Finite-Rank Multivariate-Basis Expansions of the Resolvent Operator as a Means of Solving the Multivariable Lippmann–Schwinger Equation for Two-Particle Scattering

Abstract

Finite-rank expansions of the two-body resolvent operator are explored as a tool for calculating the full three-dimensional two-body T-matrix without invoking the partial-wave decomposition. The separable expansions of the full resolvent that follow from finite-rank approximations of the free resolvent are employed in the Low equation to calculate the T-matrix elements. The finite-rank expansions of the free resolvent are generated via projections onto certain finite-dimensional approximation subspaces. Types of operator approximations considered include one-sided projections (right or left projections), tensor-product (or outer) projection and inner projection. Boolean combination of projections is explored as a means of going beyond tensor-product projection.
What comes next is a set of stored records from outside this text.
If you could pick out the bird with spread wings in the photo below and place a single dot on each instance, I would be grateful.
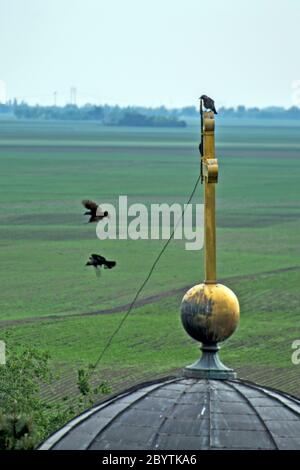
(94, 211)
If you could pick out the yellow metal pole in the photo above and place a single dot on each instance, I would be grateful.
(210, 173)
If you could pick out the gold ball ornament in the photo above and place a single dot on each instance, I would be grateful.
(210, 313)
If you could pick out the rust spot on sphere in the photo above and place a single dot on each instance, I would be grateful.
(210, 312)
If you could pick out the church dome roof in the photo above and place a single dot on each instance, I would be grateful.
(187, 414)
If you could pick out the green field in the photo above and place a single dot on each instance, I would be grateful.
(47, 168)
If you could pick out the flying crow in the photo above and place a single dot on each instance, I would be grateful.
(98, 261)
(94, 211)
(208, 103)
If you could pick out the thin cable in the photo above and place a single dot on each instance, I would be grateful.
(144, 282)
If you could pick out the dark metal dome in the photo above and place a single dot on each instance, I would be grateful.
(186, 414)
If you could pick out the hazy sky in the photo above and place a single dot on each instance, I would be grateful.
(150, 52)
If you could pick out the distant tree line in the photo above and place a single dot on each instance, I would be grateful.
(138, 115)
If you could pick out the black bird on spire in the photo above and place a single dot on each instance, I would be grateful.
(95, 211)
(208, 103)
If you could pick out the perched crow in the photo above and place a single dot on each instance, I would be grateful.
(95, 211)
(99, 261)
(208, 103)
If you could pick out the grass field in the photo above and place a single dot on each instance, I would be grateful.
(48, 168)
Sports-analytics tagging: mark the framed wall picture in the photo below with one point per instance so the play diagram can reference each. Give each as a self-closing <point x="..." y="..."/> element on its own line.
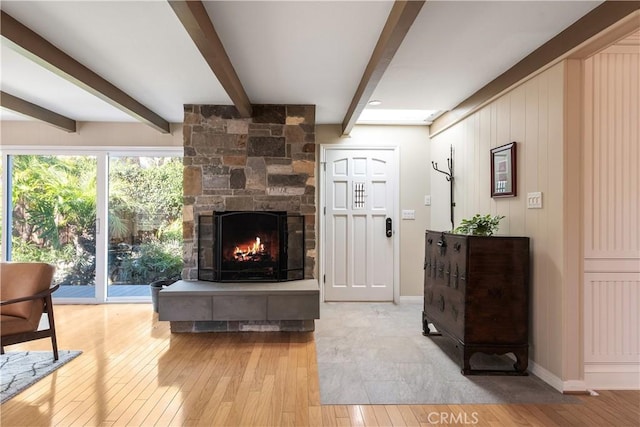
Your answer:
<point x="503" y="171"/>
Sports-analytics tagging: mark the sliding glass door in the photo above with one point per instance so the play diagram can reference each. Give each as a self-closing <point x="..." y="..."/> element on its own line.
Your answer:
<point x="53" y="218"/>
<point x="111" y="222"/>
<point x="145" y="223"/>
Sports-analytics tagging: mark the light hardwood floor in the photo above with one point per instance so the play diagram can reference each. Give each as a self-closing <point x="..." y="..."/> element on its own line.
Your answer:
<point x="134" y="372"/>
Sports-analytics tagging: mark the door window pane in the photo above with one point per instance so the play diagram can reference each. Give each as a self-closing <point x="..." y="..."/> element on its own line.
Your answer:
<point x="53" y="218"/>
<point x="145" y="223"/>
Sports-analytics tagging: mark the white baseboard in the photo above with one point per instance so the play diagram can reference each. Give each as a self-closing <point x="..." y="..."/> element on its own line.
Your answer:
<point x="569" y="386"/>
<point x="411" y="299"/>
<point x="620" y="376"/>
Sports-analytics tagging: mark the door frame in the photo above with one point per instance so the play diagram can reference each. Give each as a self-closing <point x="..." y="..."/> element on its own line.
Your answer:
<point x="324" y="148"/>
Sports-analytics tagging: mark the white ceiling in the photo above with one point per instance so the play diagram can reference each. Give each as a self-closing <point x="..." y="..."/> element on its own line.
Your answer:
<point x="284" y="52"/>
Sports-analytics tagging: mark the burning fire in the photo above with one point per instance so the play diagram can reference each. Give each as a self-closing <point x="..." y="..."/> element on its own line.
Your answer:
<point x="252" y="250"/>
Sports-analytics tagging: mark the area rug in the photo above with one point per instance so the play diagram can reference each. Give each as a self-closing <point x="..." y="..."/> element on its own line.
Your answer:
<point x="19" y="370"/>
<point x="375" y="353"/>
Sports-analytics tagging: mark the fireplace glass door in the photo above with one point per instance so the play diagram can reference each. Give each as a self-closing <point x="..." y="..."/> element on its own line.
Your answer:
<point x="250" y="246"/>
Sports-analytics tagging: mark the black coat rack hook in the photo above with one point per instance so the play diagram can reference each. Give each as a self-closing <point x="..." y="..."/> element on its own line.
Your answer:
<point x="449" y="177"/>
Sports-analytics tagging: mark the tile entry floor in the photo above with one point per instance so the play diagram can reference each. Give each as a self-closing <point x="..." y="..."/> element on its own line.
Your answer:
<point x="375" y="353"/>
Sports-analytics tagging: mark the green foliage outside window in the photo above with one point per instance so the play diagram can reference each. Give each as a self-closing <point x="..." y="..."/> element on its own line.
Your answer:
<point x="54" y="216"/>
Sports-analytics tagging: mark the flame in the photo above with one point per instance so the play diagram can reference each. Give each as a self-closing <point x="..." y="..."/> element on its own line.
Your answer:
<point x="255" y="248"/>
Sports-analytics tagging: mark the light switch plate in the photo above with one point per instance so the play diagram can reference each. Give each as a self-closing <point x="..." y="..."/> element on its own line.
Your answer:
<point x="534" y="200"/>
<point x="408" y="214"/>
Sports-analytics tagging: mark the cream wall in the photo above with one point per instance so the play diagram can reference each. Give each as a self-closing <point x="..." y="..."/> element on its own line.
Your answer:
<point x="532" y="115"/>
<point x="89" y="134"/>
<point x="413" y="144"/>
<point x="611" y="281"/>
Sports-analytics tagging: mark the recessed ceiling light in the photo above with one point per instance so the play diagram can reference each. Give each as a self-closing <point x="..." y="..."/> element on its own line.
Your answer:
<point x="397" y="117"/>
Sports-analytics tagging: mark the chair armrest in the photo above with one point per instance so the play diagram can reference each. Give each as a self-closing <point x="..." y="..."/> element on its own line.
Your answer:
<point x="33" y="297"/>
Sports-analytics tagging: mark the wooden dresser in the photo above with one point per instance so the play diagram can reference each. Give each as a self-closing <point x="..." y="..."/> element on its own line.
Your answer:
<point x="476" y="291"/>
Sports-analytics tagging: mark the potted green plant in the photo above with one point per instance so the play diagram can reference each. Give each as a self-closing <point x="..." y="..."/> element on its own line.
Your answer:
<point x="479" y="225"/>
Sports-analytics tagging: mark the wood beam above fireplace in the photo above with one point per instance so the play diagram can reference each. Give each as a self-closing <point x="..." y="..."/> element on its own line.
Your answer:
<point x="193" y="16"/>
<point x="395" y="29"/>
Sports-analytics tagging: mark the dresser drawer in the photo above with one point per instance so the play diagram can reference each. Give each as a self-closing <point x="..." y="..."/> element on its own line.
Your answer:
<point x="445" y="308"/>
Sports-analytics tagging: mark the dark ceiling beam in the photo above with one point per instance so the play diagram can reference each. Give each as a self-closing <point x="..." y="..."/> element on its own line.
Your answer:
<point x="597" y="20"/>
<point x="36" y="48"/>
<point x="193" y="16"/>
<point x="400" y="19"/>
<point x="27" y="108"/>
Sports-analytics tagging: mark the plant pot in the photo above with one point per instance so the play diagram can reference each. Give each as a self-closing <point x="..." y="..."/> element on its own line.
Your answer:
<point x="156" y="287"/>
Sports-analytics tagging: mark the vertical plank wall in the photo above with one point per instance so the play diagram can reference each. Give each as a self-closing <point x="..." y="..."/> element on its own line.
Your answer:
<point x="531" y="115"/>
<point x="612" y="217"/>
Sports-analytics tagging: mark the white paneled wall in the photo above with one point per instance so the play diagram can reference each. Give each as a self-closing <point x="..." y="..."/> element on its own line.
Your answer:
<point x="612" y="218"/>
<point x="532" y="116"/>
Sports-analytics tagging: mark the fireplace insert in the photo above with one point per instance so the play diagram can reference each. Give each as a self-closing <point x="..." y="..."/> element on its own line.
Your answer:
<point x="241" y="246"/>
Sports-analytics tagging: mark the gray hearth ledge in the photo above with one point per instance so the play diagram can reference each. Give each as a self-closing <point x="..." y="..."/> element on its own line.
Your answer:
<point x="198" y="306"/>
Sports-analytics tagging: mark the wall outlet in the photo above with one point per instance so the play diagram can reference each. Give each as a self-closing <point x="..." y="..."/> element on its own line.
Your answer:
<point x="408" y="214"/>
<point x="534" y="200"/>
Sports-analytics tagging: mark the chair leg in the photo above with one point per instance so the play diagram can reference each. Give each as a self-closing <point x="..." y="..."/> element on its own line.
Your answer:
<point x="52" y="327"/>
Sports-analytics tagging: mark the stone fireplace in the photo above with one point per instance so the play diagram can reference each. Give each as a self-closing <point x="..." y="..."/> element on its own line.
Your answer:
<point x="250" y="246"/>
<point x="263" y="165"/>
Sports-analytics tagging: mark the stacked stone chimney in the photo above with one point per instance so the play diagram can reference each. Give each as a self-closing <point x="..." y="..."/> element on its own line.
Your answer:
<point x="264" y="163"/>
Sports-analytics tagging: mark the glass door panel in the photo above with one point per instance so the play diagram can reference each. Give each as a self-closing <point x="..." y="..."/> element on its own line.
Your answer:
<point x="145" y="224"/>
<point x="52" y="218"/>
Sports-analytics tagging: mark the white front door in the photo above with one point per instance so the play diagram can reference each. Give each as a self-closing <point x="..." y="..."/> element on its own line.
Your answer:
<point x="359" y="201"/>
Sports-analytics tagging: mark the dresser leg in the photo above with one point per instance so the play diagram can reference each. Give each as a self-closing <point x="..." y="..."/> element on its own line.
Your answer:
<point x="465" y="355"/>
<point x="522" y="360"/>
<point x="426" y="331"/>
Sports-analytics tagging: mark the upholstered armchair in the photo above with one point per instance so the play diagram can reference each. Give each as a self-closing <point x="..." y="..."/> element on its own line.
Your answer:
<point x="25" y="300"/>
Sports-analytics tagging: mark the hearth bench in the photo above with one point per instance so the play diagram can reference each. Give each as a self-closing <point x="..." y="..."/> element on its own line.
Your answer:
<point x="200" y="306"/>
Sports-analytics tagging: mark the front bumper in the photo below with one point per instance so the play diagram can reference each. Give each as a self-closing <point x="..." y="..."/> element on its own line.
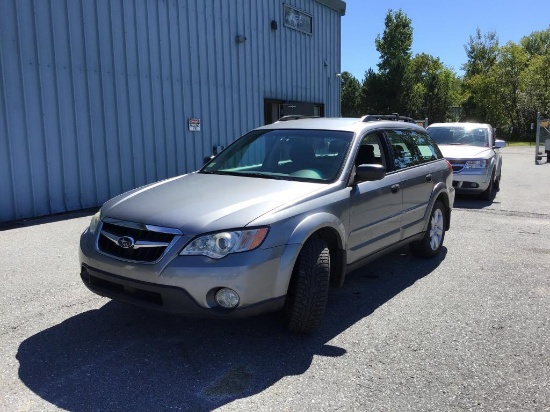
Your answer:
<point x="471" y="182"/>
<point x="164" y="298"/>
<point x="186" y="285"/>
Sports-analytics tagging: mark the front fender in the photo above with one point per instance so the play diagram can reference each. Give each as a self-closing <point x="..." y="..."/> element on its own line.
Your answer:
<point x="314" y="223"/>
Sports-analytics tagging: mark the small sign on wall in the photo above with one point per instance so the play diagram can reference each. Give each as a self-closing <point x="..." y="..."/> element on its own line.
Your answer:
<point x="194" y="125"/>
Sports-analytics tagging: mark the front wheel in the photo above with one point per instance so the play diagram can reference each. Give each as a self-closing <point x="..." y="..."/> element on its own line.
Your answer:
<point x="488" y="193"/>
<point x="430" y="245"/>
<point x="308" y="289"/>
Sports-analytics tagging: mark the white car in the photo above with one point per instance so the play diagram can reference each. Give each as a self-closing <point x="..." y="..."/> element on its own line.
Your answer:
<point x="473" y="150"/>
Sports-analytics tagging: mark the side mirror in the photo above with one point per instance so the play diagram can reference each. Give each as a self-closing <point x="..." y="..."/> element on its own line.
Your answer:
<point x="368" y="173"/>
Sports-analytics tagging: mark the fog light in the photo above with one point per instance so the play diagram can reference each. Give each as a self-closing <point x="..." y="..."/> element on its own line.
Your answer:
<point x="227" y="298"/>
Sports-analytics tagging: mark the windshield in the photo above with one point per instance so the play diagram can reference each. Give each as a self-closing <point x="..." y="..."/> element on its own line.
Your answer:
<point x="457" y="135"/>
<point x="310" y="155"/>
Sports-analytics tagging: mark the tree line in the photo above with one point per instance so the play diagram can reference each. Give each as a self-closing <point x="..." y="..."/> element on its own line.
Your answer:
<point x="502" y="85"/>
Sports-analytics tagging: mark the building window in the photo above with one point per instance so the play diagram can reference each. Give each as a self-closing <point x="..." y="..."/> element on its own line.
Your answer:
<point x="298" y="20"/>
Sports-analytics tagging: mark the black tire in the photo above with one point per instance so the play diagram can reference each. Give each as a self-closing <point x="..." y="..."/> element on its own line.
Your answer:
<point x="308" y="289"/>
<point x="488" y="193"/>
<point x="497" y="182"/>
<point x="432" y="242"/>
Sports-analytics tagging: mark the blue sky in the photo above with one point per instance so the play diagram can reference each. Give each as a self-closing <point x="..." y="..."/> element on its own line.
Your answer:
<point x="441" y="28"/>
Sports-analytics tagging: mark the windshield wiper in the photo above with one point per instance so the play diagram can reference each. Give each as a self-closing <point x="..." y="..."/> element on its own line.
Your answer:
<point x="262" y="175"/>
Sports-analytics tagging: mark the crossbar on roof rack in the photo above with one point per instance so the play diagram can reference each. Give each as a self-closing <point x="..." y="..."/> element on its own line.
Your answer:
<point x="296" y="117"/>
<point x="393" y="116"/>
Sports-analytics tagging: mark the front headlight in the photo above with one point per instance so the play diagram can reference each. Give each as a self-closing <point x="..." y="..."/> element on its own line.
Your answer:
<point x="219" y="245"/>
<point x="94" y="223"/>
<point x="476" y="164"/>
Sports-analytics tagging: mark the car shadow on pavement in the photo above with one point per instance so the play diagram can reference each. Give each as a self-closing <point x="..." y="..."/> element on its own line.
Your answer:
<point x="124" y="358"/>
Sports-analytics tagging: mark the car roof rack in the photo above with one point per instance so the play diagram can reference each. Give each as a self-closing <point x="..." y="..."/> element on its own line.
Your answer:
<point x="296" y="117"/>
<point x="393" y="116"/>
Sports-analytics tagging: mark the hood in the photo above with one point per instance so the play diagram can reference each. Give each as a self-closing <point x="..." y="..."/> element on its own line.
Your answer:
<point x="198" y="203"/>
<point x="466" y="151"/>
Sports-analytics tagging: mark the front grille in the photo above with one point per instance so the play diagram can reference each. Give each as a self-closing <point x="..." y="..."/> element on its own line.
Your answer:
<point x="142" y="243"/>
<point x="457" y="167"/>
Two types of multivariate basis functions are employed to construct the finite-dimensional approximation spaces and their projectors: (i) Tensor-product bases built from univariate local piecewise polynomials, and (ii) multivariate radial functions. Various combinations of approximation schemes and expansion bases are applied to the nucleon-nucleon scattering employing a model two-nucleon potential. The inner-projection approximation to the free resolvent is found to exhibit the best convergence with respect to the basis size. Our calculations indicate that radial function bases are very promising in the context of multivariable integral equations.